Le secrétaire général de l'Organisation des États américains (OEA), Albert Ramdin, est arrivé samedi en Équateur pour rencontrer le président Daniel Noboa et signer un accord de coopération technique en matière de sécurité.
Durant son séjour, Ramdin maintiendra une journée de travail au siège du ministère équatorien des Affaires étrangères et signera un accord de collaboration avec le Centre interaméricain d'artisanat et d'arts populaires (Cidap).

L'arrivée de Ramdin intervient dans un contexte d'actions violentes dans le pays. Vendredi, le secrétaire général de l'OEA a désavoué l'attaque perpétrée mardi à Guayaquil, où une voiture piégée a explosé, et a exprimé en X :
La détonation du véhicule s'est produite dans un centre commercial et dans des bureaux liés à la famille du président Daniel Noboa.
Depuis 2024, l’Équateur maintient une déclaration de « conflit armé interne » dictée par le président Noboa, visant à affronter les bandes criminelles qualifiées de terroristes.

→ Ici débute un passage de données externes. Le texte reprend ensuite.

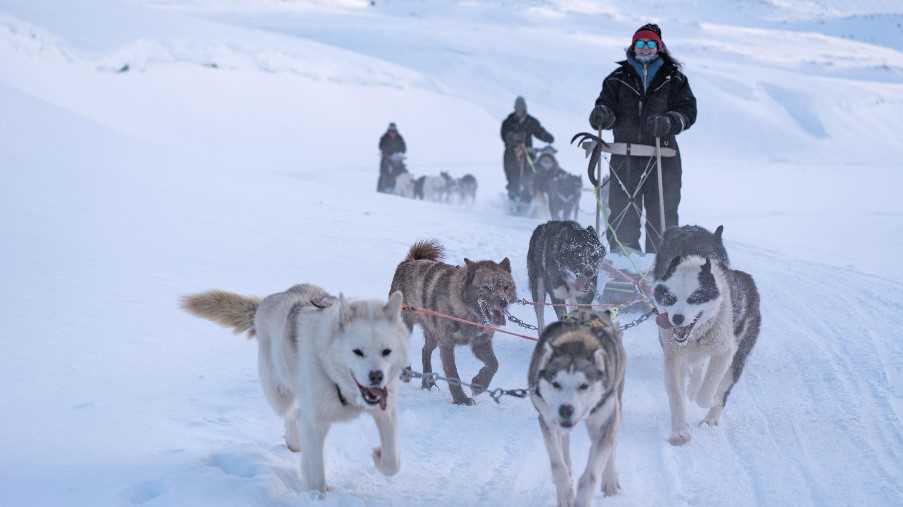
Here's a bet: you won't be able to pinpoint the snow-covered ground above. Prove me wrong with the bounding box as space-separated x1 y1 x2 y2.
0 0 903 506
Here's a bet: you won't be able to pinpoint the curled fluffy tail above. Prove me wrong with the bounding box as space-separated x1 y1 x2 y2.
404 239 445 261
182 290 260 336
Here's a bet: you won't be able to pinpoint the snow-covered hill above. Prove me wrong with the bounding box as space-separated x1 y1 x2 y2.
0 0 903 506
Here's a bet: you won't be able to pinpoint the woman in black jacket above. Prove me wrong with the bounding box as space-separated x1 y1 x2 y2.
589 24 696 253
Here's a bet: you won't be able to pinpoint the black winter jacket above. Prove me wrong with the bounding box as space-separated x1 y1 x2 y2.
502 113 555 148
596 60 696 148
379 132 407 157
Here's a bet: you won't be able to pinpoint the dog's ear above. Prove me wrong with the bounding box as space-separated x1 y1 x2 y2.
593 347 607 370
383 290 404 320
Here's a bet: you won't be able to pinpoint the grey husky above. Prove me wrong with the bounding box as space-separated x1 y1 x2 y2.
527 221 605 332
390 241 516 405
182 284 409 493
527 309 626 507
653 226 762 445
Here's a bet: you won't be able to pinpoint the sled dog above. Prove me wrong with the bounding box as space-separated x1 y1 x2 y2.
653 226 762 445
392 171 416 199
390 241 516 405
182 284 409 492
527 309 626 507
527 221 605 332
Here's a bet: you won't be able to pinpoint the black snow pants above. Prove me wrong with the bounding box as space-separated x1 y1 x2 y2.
608 153 681 253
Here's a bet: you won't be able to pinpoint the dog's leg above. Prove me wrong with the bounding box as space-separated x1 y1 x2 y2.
372 403 401 475
285 410 301 452
539 416 574 507
530 276 546 334
696 349 735 408
575 414 620 507
687 361 705 400
439 339 474 405
602 442 621 496
558 431 573 474
665 351 690 445
702 372 734 426
300 416 329 493
471 336 499 396
420 332 439 390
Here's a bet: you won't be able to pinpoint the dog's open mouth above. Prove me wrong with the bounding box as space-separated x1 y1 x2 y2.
671 312 702 343
352 377 389 410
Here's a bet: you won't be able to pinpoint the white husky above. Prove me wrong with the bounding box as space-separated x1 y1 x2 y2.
182 284 409 492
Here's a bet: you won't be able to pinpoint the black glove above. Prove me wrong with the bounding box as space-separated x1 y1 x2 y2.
589 104 614 130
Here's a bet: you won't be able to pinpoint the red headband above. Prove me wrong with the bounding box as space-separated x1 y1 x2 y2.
631 30 665 47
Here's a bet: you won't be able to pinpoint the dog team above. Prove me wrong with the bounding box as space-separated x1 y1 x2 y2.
182 221 761 506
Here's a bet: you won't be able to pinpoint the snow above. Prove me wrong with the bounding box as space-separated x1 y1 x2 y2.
0 0 903 506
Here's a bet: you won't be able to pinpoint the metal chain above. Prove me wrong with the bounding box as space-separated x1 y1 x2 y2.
505 307 658 331
505 310 539 331
399 366 530 403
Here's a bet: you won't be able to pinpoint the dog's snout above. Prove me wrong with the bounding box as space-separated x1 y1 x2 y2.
558 405 574 420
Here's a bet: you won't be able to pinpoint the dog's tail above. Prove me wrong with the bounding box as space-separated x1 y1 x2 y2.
404 239 445 261
182 290 260 337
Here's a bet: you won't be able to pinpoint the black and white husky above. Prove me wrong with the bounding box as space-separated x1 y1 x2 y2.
527 220 605 332
653 226 761 445
528 309 626 507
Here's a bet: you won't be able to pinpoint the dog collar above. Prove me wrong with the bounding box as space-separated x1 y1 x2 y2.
335 384 348 407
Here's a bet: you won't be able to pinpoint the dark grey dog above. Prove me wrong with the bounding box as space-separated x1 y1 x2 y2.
653 226 762 445
527 220 605 332
528 309 627 507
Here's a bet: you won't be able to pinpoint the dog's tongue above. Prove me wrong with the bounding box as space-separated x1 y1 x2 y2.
367 387 389 410
655 313 674 329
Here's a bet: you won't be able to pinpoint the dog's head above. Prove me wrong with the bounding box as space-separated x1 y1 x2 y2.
325 291 409 410
557 226 605 292
535 312 617 430
653 255 725 344
463 257 517 326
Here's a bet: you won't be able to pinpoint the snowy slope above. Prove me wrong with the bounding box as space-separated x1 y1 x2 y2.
0 0 903 506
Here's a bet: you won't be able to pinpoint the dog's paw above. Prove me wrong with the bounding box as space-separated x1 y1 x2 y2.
373 447 401 475
285 437 301 452
602 478 621 496
470 375 486 397
668 426 690 445
695 392 714 408
558 486 576 507
420 377 439 391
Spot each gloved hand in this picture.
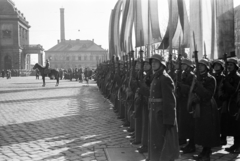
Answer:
[164,124,174,130]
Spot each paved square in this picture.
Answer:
[0,77,238,161]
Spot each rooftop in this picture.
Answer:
[46,39,107,52]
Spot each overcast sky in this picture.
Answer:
[12,0,240,63]
[13,0,117,50]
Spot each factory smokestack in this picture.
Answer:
[60,8,65,42]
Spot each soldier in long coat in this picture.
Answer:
[137,58,152,153]
[221,57,240,153]
[177,59,196,153]
[212,59,227,145]
[192,59,220,161]
[149,54,179,161]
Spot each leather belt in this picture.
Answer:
[148,98,162,103]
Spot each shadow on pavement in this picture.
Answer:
[0,86,120,160]
[0,86,76,94]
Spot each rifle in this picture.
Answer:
[139,49,143,82]
[176,36,182,95]
[203,42,207,59]
[187,32,200,117]
[127,51,134,98]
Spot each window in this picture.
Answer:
[25,31,28,40]
[2,29,12,39]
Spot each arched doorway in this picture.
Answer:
[4,55,12,70]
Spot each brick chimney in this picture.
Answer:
[60,8,65,42]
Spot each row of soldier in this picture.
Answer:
[96,51,240,161]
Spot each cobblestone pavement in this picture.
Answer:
[0,77,240,161]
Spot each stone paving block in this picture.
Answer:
[0,77,240,161]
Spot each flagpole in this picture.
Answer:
[147,0,151,58]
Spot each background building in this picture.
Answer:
[0,0,43,70]
[45,8,108,69]
[45,39,108,69]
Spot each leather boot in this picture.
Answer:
[137,146,148,153]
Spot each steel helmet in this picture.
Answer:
[144,58,150,63]
[227,57,239,68]
[182,58,194,68]
[212,59,225,69]
[149,54,167,67]
[198,59,210,70]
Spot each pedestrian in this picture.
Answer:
[220,57,240,153]
[190,59,220,161]
[149,54,179,161]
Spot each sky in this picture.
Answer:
[12,0,117,50]
[12,0,240,63]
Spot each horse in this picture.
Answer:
[33,63,59,87]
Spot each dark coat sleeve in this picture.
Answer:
[194,77,216,101]
[161,76,176,125]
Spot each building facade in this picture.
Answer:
[45,8,108,69]
[45,39,108,69]
[0,0,43,70]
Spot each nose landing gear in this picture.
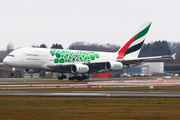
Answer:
[69,75,89,81]
[58,75,67,80]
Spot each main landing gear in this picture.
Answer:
[69,75,89,81]
[58,74,89,81]
[58,75,67,80]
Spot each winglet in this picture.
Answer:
[172,53,176,60]
[161,53,176,60]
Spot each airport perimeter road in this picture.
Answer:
[0,91,180,98]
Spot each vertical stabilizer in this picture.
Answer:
[117,22,151,59]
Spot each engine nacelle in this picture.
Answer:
[105,61,123,70]
[24,69,41,73]
[71,64,89,73]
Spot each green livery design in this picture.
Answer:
[50,49,99,63]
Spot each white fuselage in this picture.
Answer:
[3,48,117,70]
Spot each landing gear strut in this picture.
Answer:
[69,75,89,81]
[58,74,67,80]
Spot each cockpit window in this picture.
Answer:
[8,55,15,57]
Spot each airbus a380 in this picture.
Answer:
[3,22,175,81]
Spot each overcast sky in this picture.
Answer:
[0,0,180,50]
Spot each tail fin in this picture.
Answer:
[117,22,151,59]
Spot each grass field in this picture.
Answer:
[0,79,180,120]
[0,97,180,120]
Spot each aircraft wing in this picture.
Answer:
[117,53,176,68]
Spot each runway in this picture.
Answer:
[0,91,180,98]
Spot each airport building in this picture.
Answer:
[124,62,164,75]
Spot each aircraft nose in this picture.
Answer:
[3,57,10,65]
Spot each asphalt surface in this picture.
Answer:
[0,91,180,98]
[0,80,180,98]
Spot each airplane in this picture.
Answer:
[3,22,176,81]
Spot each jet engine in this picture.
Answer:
[24,69,41,73]
[71,64,89,73]
[105,61,123,70]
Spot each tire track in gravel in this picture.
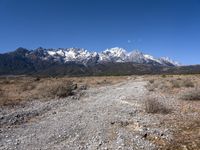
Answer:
[0,78,159,150]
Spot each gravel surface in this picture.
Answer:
[0,78,171,150]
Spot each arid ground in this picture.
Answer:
[0,75,200,150]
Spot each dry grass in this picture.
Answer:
[147,75,196,93]
[145,98,170,114]
[181,88,200,101]
[0,76,127,106]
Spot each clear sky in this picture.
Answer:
[0,0,200,64]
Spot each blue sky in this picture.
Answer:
[0,0,200,64]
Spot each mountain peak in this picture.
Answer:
[9,47,180,66]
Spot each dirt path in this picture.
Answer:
[0,78,169,150]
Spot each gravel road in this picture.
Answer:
[0,78,170,150]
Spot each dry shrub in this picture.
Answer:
[145,98,170,114]
[40,81,77,98]
[149,79,155,84]
[181,88,200,101]
[21,82,36,91]
[182,79,194,87]
[170,79,181,88]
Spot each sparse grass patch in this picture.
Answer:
[182,79,194,87]
[149,79,155,84]
[181,88,200,101]
[145,98,170,114]
[39,80,77,98]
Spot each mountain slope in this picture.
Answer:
[0,47,182,76]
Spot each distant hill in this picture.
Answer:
[0,47,200,76]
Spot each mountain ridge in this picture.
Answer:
[0,47,188,76]
[3,47,180,66]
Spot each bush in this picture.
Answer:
[145,98,170,114]
[50,81,77,98]
[171,80,181,88]
[183,79,194,87]
[161,74,167,78]
[149,79,154,84]
[181,89,200,101]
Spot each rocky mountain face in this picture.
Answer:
[0,47,179,75]
[24,47,178,66]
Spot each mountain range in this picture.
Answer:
[0,47,197,75]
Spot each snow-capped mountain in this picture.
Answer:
[27,47,179,66]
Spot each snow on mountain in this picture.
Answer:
[27,47,180,66]
[99,47,127,62]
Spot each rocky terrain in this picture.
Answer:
[0,76,200,150]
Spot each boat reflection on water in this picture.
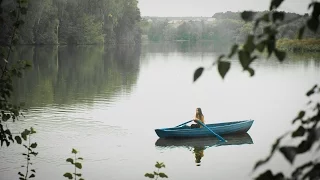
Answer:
[155,133,253,166]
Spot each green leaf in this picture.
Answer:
[269,0,283,11]
[241,11,255,21]
[279,146,297,164]
[298,26,306,39]
[193,67,204,82]
[20,7,28,14]
[312,2,320,19]
[154,162,161,169]
[218,61,231,79]
[306,84,318,96]
[63,173,72,179]
[144,173,154,179]
[30,127,37,134]
[247,67,254,77]
[238,50,251,70]
[74,162,82,169]
[71,148,78,154]
[228,44,239,58]
[159,173,168,178]
[307,18,319,33]
[291,162,313,177]
[291,126,306,138]
[292,111,306,124]
[10,10,17,17]
[30,142,38,149]
[267,37,276,57]
[66,158,73,164]
[243,35,255,53]
[272,12,285,22]
[255,170,285,180]
[256,41,266,53]
[274,49,286,62]
[14,136,22,144]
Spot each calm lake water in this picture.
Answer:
[0,43,320,180]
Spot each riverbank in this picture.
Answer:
[277,39,320,53]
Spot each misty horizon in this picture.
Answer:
[138,0,309,17]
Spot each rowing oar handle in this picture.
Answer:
[196,120,227,142]
[176,120,193,127]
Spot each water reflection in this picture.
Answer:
[155,133,253,166]
[12,46,140,107]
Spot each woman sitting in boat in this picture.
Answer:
[191,108,204,128]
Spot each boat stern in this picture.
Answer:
[155,129,167,138]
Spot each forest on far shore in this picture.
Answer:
[140,11,320,51]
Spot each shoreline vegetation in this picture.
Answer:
[140,11,320,53]
[277,38,320,53]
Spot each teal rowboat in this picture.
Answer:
[155,120,254,138]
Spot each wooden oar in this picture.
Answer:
[176,120,193,127]
[195,120,227,142]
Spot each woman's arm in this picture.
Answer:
[201,116,205,124]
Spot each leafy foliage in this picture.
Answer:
[144,162,168,179]
[63,148,84,180]
[0,1,30,146]
[141,10,320,44]
[16,127,38,180]
[191,0,320,180]
[0,0,140,44]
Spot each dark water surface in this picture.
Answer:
[0,43,320,180]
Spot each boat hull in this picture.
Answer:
[155,120,254,138]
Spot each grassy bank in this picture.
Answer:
[277,39,320,52]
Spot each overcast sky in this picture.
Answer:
[138,0,311,17]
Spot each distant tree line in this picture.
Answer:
[141,11,320,43]
[0,0,141,44]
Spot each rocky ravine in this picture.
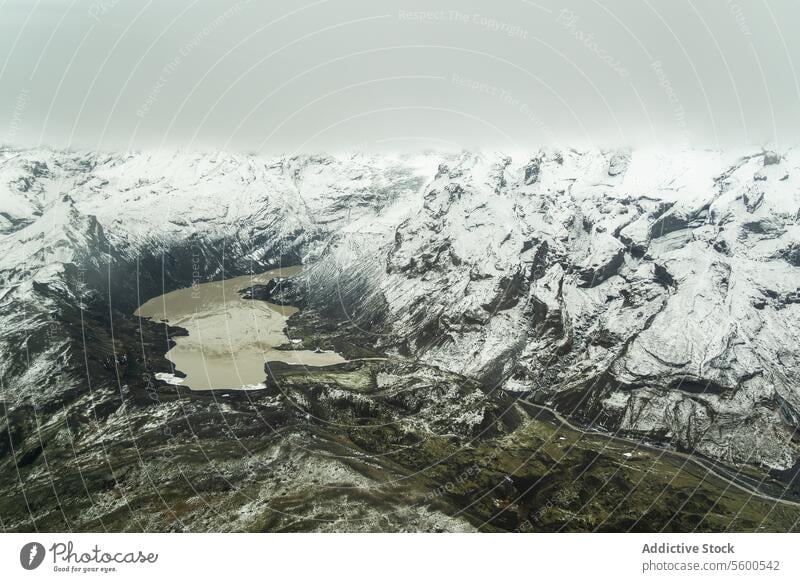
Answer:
[0,150,800,529]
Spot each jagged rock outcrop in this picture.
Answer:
[0,150,800,470]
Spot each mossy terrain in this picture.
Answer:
[0,292,800,532]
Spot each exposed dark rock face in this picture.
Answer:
[0,151,800,531]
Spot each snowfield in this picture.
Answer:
[0,149,800,470]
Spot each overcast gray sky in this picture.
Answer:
[0,0,800,153]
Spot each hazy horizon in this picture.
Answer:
[0,0,800,155]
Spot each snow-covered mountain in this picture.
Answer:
[0,149,800,470]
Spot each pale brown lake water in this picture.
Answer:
[134,266,345,390]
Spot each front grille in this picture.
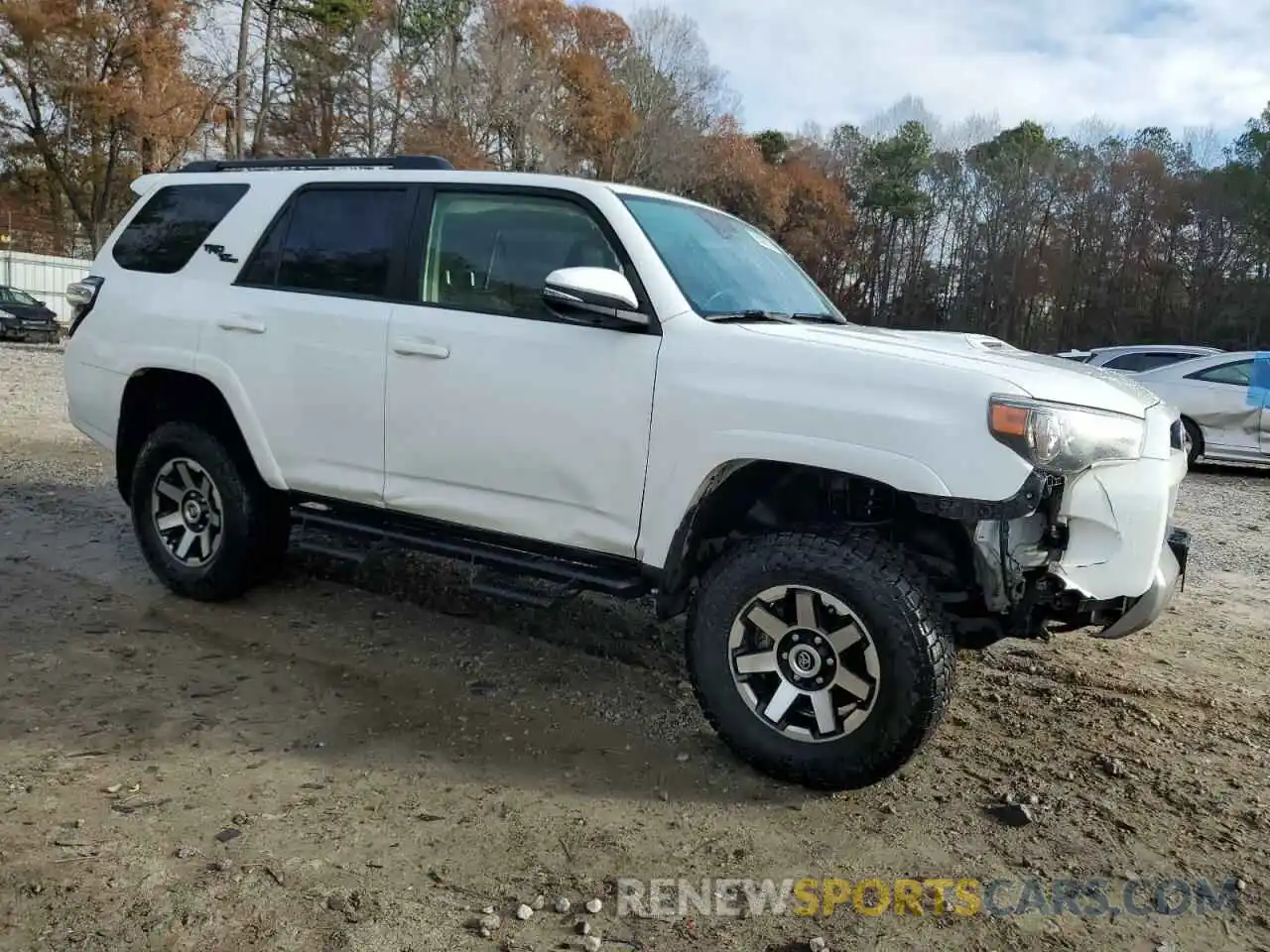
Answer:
[1169,416,1187,449]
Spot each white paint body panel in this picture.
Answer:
[66,171,1185,611]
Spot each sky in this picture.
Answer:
[591,0,1270,140]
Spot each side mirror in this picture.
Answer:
[543,268,648,327]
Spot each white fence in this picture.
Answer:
[0,250,92,323]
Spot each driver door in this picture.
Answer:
[384,185,662,557]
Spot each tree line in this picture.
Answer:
[0,0,1270,350]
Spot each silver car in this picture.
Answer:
[1058,344,1221,373]
[1134,350,1270,463]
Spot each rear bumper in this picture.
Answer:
[1091,530,1190,639]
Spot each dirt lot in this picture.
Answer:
[0,345,1270,952]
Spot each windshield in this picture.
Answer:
[621,195,844,322]
[0,289,40,304]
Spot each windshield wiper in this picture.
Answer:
[702,309,795,323]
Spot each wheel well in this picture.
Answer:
[114,369,255,503]
[657,461,976,618]
[1181,414,1204,452]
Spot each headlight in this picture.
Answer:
[988,396,1146,473]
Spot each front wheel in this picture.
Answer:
[687,530,953,789]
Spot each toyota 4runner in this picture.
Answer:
[64,156,1188,788]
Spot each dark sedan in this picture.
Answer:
[0,285,63,343]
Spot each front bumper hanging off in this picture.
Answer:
[1089,528,1190,639]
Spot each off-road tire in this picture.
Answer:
[686,528,955,789]
[131,421,290,602]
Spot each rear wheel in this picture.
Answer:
[131,422,290,602]
[687,531,953,789]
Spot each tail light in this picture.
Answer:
[66,274,105,337]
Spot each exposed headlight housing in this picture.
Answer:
[988,396,1147,473]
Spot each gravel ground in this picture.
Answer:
[0,345,1270,952]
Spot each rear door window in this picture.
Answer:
[239,185,412,298]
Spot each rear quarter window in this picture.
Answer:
[112,181,248,274]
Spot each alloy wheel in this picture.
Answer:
[150,457,225,568]
[727,585,880,743]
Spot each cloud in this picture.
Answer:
[591,0,1270,139]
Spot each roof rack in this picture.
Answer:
[177,155,454,172]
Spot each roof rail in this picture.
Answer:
[177,155,454,172]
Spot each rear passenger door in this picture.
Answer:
[384,185,662,557]
[200,182,416,505]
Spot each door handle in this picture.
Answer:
[393,337,449,361]
[216,317,264,334]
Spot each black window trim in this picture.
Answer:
[403,181,662,336]
[1185,357,1256,387]
[110,181,251,277]
[234,178,419,303]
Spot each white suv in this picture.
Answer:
[66,156,1188,788]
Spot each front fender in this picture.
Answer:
[636,429,949,567]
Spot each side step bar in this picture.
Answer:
[292,504,649,604]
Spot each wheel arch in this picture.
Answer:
[657,459,1010,618]
[114,367,287,502]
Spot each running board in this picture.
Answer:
[292,536,371,565]
[292,502,650,604]
[471,568,580,608]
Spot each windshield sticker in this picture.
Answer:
[749,228,781,254]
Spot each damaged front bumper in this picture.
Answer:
[1091,530,1190,639]
[974,407,1190,639]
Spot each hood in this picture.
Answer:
[740,323,1160,417]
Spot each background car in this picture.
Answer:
[1135,350,1270,463]
[0,285,63,343]
[1058,344,1221,373]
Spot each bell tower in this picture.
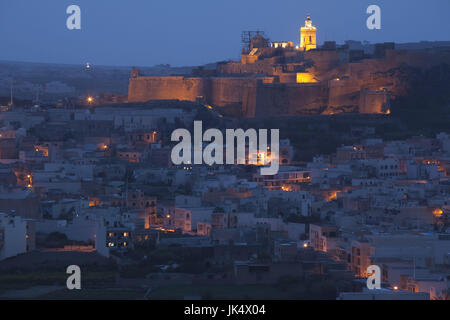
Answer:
[300,15,317,51]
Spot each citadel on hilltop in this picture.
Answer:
[128,16,450,117]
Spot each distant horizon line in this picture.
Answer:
[0,39,450,69]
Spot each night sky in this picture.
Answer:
[0,0,450,66]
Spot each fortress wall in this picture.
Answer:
[328,79,361,108]
[359,90,389,113]
[128,76,205,102]
[206,78,254,107]
[251,84,328,116]
[305,50,341,73]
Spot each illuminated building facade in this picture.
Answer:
[300,16,317,51]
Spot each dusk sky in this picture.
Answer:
[0,0,450,66]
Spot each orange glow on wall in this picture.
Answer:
[297,72,318,83]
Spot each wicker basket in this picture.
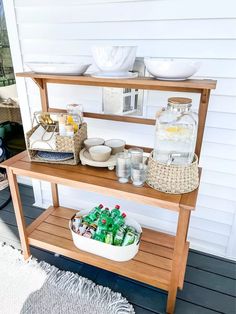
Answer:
[26,118,87,165]
[0,103,22,123]
[146,153,199,194]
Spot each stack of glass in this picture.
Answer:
[116,147,147,187]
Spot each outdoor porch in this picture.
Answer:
[0,185,236,314]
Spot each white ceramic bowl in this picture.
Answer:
[84,137,105,149]
[27,62,91,75]
[144,58,201,81]
[92,46,137,75]
[105,139,125,155]
[89,145,111,161]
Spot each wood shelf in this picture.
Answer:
[27,207,189,291]
[8,72,216,314]
[16,72,216,93]
[2,151,201,211]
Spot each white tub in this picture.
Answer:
[69,210,142,262]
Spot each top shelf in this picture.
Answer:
[16,72,216,93]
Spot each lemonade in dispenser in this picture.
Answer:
[153,97,198,165]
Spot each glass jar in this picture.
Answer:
[153,97,198,165]
[67,104,83,125]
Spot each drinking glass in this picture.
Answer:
[116,152,131,183]
[128,147,143,167]
[66,104,83,125]
[131,163,147,187]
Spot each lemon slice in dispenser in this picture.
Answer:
[166,126,183,133]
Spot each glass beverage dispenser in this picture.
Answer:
[153,97,198,165]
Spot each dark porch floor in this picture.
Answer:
[0,185,236,314]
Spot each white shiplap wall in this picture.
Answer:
[4,0,236,258]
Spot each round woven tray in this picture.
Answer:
[146,153,199,194]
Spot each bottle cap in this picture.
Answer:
[65,124,74,132]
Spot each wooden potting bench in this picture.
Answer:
[1,72,216,313]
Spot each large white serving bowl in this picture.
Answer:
[27,62,91,75]
[92,46,137,76]
[144,58,201,81]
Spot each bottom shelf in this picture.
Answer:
[27,207,189,291]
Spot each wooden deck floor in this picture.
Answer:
[0,186,236,314]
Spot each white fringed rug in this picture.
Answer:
[0,243,134,314]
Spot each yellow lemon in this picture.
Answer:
[166,126,183,133]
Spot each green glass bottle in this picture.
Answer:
[113,227,125,246]
[85,204,103,222]
[100,207,111,219]
[111,205,120,219]
[113,213,126,232]
[105,231,113,244]
[122,231,135,246]
[96,219,108,234]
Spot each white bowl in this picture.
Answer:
[92,46,137,76]
[26,62,91,75]
[84,137,105,149]
[105,139,125,155]
[144,58,201,81]
[89,145,111,161]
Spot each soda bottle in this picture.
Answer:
[93,233,106,242]
[114,227,125,246]
[96,219,108,234]
[111,205,120,219]
[105,231,113,244]
[122,231,135,246]
[100,207,111,219]
[85,204,103,222]
[113,213,126,231]
[83,224,97,239]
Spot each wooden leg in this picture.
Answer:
[7,169,31,260]
[51,183,59,207]
[166,208,191,314]
[195,89,211,157]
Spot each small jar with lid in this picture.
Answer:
[153,97,198,165]
[67,104,83,126]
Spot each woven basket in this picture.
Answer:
[146,153,199,194]
[26,123,87,165]
[0,103,22,123]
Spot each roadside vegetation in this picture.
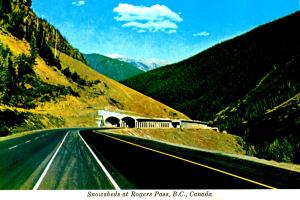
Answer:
[123,11,300,163]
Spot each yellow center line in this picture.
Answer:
[99,133,277,189]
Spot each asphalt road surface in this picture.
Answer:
[0,129,300,190]
[0,129,118,190]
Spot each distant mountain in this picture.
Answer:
[0,0,187,137]
[117,58,162,72]
[107,54,164,72]
[123,11,300,162]
[84,54,144,81]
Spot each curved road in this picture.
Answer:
[0,129,300,190]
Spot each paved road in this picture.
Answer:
[0,129,300,190]
[0,129,118,190]
[82,132,300,189]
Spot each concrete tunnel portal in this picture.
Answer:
[105,116,120,127]
[122,117,135,128]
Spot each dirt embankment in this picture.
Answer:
[102,128,246,155]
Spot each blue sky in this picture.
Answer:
[32,0,300,63]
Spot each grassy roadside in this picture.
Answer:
[101,128,246,155]
[101,129,300,173]
[0,130,43,142]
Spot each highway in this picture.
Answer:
[0,129,300,190]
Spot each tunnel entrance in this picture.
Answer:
[172,122,180,128]
[105,117,120,127]
[122,117,135,128]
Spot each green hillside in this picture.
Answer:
[84,54,144,81]
[0,0,188,136]
[123,12,300,162]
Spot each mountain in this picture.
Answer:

L'Exécutif impute à ces groupes l'augmentation de la violence et la détérioration de la position de l'Équateur dans le taux d'homicides en Amérique latine.
Parallèlement à l'agenda de l'OEA, l'Équateur connaît un climat de tension sociale en raison d'une protestation promue par la Confédération des nationalités autochtones de l'Équateur (Conaie), qui en est à sa 27e journée.
L'appel national à la protestation concentre ses principales manifestations dans la province d'Imbabura, même s'il existe des poches dans cinq autres provinces.
La grève a commencé par le rejet de la suppression de la subvention du diesel, mais a ensuite incorporé des revendications telles que la réduction de la TVA et la libération des personnes détenues lors des manifestations.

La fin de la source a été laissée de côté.